Кей наклонился к нему, поставив колено на край скамейки, и теперь находился в нескольких сантиметрах — обманчиво-расслабленный и ехидный до электрических мурашек. Его бледные губы растянулись в колючей ухмылке. Сердце Куроо бестолково толкнулось куда-то в диафрагму.
— Я плохо вижу вдаль, — хриплым шепотом сказал Тсукишима. — А твое лицо сейчас — это что-то с чем-то. Пожалуй, стоило попасть под мяч, чтобы увидеть тебя таким жалким.
Куроо протянул ладонь и положил руку на шею Тсукишимы, туда, где пробивались светлые мягкие волоски. Надавил, потянув его к себе, заставив напрячь ногу, чтобы удержать равновесие.
У него была длинная, сильная шея — её хотелось с силой обхватить ладонями, коснуться губами, но Куроо лишь ласково погладил вмиг повлажневшую кожу.
— Или ты дурак… — тихо сказал Тетсуро, прижавшись щекой к теплому виску. — Или правда ничего не замечаешь?
Едкий тон собственного голоса вернул Куроо в реальность. В самом деле, чего расклеился, сопливая девка?
— Вижу плохо, но... — едва сдерживая смешок, фыркнул Тсукишима. Говорил-то он спокойно, но вот жилка под пальцами Куроо билась часто-часто. — Что здесь замечать-то?
Рука двинулась выше, пальцы зарылись в светлые мягкие пряди. Ладонью другой руки Куроо подбил Кея под колено, и тому не осталось ничего, кроме как обрушиться на него всем весом. Сильные мышцы вздыбились под кожей — Куроо заставил его сесть сверху.
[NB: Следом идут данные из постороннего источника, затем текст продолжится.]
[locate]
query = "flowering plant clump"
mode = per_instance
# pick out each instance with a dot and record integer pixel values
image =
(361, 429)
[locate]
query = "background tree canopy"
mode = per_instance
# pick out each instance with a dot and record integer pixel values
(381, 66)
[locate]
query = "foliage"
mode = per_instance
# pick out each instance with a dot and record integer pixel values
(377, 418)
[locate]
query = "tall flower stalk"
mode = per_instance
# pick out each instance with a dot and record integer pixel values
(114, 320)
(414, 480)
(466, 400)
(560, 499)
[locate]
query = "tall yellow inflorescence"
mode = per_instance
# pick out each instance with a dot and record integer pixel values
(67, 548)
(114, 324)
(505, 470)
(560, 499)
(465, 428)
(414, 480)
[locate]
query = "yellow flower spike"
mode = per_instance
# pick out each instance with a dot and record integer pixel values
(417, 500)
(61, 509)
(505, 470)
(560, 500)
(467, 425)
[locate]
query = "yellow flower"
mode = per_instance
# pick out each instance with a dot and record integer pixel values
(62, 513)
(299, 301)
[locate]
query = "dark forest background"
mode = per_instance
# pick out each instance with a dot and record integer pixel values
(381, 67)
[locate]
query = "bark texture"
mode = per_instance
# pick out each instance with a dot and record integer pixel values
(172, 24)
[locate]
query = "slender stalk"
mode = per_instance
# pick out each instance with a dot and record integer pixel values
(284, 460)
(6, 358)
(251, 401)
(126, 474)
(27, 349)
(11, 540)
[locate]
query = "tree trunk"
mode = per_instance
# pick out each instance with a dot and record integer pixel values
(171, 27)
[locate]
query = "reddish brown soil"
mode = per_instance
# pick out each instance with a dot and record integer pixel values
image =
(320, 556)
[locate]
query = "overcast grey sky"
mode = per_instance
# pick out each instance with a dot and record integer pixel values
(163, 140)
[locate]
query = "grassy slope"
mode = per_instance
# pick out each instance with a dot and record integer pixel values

— Что ты делаешь? — зашипел Тсукишима, упираясь в плечи и продавливая их пальцами до легкой ноющей боли. — Отпусти, придурок.
— Побудь со мной, — тихо сказал Куроо.
Поза была неудобной — от неё моментально затекли спина и ноги, но больше Кей не пытался вырваться. Уткнулся носом куда-то в темные волосы и дышал урывками, как после сложнейшей тренировки.
Их окутала пугающая выжидательная тишина. Но ненадолго:
— Знаешь, я… часто о тебе думаю. О том, как ты выделяешься, как ты не похож на всех остальных из твоей команды.
— Нда… и чем же я отличаюсь? — Тсукишима снова усмехнулся, но улыбка быстро сошла с лица.
Куроо напряг руки и вдруг столкнул его. В итоге Кей упал на скамейку, и неплохо так впечатался спиной — старое дерево натужно скрипнуло под его весом.
— Воспринимай меня всерьёз, — прошептал Куроо, зло глядя сверху. В самой глубине глаз зажглись безумные огоньки решимости.
Тсукишима устало прикрыл веки. Сопротивляться было бесполезно — да и на деле Кей чувствовал себя неважно и не нашел для этого сил. Хотя кто виноват — травма или последующие «целебные обнимашки Карасуно», тот ещё вопрос.
— Не ответил.
— Ты другой по своей сути, Тсукишима. Знаешь, есть такие… белые вороны. И сколько не притворяйся — ты всегда будешь заметен в толпе.
Кей посмотрел вопросительно, ожидая, что сейчас Куроо объяснит, что именно имел в виду, но тот не собирался — молчал и думал о своём. Затем склонился и улегся на Тсукишиму всем телом. Острая горячая коленка скользнула между ног, медленно раздвигая, и Куроо усмехнулся, наблюдая за тем, как дрогнули зрачки в липово-медовых радужках.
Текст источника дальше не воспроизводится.